A Mediterranean diet rich in minimally processed plant foods has been linked to a lower risk of
acquiring several chronic diseases and a longer lifespan. A positive benefit on the primary and
secondary prevention of cardiovascular disease, type 2 diabetes, atrial fibrillation, and breast cancer
has been proven by data from multiple randomized clinic trials.

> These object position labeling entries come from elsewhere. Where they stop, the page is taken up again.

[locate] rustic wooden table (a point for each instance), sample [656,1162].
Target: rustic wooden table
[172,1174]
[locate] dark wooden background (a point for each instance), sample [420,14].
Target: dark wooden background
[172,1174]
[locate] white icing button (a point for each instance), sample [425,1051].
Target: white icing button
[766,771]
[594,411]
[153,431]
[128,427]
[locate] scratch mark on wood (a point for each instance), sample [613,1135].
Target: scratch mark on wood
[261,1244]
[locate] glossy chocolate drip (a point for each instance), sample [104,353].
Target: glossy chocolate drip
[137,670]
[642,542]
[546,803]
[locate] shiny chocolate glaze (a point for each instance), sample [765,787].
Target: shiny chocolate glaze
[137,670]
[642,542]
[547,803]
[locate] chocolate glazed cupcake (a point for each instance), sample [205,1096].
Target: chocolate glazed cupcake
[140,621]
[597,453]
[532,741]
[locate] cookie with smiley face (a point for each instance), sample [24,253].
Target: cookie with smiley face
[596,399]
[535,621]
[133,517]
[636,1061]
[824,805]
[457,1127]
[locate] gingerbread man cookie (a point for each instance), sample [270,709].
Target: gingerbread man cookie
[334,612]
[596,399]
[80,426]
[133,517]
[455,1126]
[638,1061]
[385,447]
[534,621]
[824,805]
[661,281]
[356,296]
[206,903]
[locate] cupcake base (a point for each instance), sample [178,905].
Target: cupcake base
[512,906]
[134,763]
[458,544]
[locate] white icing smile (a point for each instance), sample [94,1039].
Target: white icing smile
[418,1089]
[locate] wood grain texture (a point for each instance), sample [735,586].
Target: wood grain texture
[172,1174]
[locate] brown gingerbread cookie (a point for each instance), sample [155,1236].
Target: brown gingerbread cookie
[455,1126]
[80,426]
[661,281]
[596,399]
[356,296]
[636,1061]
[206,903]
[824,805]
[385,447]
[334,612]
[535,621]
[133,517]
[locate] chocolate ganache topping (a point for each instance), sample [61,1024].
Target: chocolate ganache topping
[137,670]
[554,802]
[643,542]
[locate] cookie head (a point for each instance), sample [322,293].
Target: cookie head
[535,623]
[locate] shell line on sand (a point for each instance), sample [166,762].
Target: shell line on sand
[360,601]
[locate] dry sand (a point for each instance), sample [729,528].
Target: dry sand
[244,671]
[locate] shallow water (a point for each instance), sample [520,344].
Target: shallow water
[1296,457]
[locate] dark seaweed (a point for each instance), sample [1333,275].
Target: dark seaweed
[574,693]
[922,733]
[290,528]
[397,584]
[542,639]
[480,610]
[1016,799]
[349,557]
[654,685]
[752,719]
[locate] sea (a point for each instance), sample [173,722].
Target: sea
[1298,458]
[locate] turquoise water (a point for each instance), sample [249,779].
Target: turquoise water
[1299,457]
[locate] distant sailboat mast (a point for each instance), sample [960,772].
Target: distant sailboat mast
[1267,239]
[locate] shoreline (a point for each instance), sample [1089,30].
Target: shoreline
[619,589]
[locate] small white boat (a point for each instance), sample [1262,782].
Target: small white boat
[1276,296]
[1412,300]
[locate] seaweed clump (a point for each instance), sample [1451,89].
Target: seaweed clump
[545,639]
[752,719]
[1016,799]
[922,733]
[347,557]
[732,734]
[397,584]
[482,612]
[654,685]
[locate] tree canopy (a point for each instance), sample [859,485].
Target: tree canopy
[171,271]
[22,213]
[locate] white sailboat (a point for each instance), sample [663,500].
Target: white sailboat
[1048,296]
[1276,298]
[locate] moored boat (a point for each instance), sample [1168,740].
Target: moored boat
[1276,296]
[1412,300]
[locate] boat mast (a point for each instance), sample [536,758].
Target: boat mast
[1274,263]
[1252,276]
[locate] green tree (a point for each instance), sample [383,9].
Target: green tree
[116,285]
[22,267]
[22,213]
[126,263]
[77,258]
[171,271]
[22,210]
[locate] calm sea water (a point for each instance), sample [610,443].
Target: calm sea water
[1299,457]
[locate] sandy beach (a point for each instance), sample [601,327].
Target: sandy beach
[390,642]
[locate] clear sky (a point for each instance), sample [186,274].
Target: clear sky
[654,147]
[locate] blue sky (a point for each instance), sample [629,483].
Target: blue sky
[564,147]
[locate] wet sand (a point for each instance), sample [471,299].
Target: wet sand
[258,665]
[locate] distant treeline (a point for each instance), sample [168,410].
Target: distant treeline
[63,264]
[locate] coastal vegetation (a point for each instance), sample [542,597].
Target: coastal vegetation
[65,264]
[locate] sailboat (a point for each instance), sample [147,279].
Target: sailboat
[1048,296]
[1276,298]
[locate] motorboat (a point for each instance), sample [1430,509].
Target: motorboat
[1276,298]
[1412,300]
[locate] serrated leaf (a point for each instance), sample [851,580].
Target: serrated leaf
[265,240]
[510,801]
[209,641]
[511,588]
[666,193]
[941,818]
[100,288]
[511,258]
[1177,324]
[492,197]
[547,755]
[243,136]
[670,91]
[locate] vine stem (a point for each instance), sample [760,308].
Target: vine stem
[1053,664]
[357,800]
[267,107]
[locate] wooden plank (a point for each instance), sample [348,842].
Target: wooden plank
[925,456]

The exact mechanism through which
a higher level of adherence to the traditional Mediterranean diet has beneficial effects is unknown
(Widmer et al., 2015).

The Mediterranean dietary pattern causes the following five adaptations:

 lipid-lowering effect
 protection against oxidative stress, inflammation, and platelet aggregation
 modification of hormones and growth factors involved in cancer pathogenesis
 inhibition of nutrient sensing pathways by specific amino acid restriction
 gut microbiota-mediated production of metabolites influencing metabolic health.

(Widmer et al., 2015)

When compared to low-fat diets, the Mediterranean diet appears to have positive benefits on
metabolic syndrome and diabetes, especially when enhanced with nuts or olive oil (Widmer et al.,
2015).

In primary prevention, the Mediterranean diet lowered the risk of metabolic syndrome and
protected against risk variables like waist circumference, lipids, glucose, and blood pressure. Another
meta-analysis of 2650 participants found that the Mediterranean diet reduced cardiovascular
disease risk factors and inflammatory markers more effectively than other diets (Widmer et al.,
2015).

It has also been proven that the Mediterranean Diet also causes the following physiological changes
in the body:

 Reduced blood pressure


 Improved vascular function
 Reduced ROS
 Enhanced NO utilization
 Improved vascular function
 Improved reactive hyperemia indices
 Improved platelet function
 Enhanced NO availability
 Weight reduction
 Reduces Lipid profiles
 Improves exercise capacity
 Reduced oxidative stress
 Reduces LDL-oxidation
 Reduced LDL-C
 Increases HDl-C

(Widmer et al., 2015)

In fact, in terms of reducing the risk of cardiovascular disease morbidity, mortality, and events, the
Mediterranean diet is comparable to other therapies such as aspirin, statins, physical exercise, and
even antihypertensives such as ace-inhibitors or beta-blockers (Tosti, Bertozzi and Fontana, 2018).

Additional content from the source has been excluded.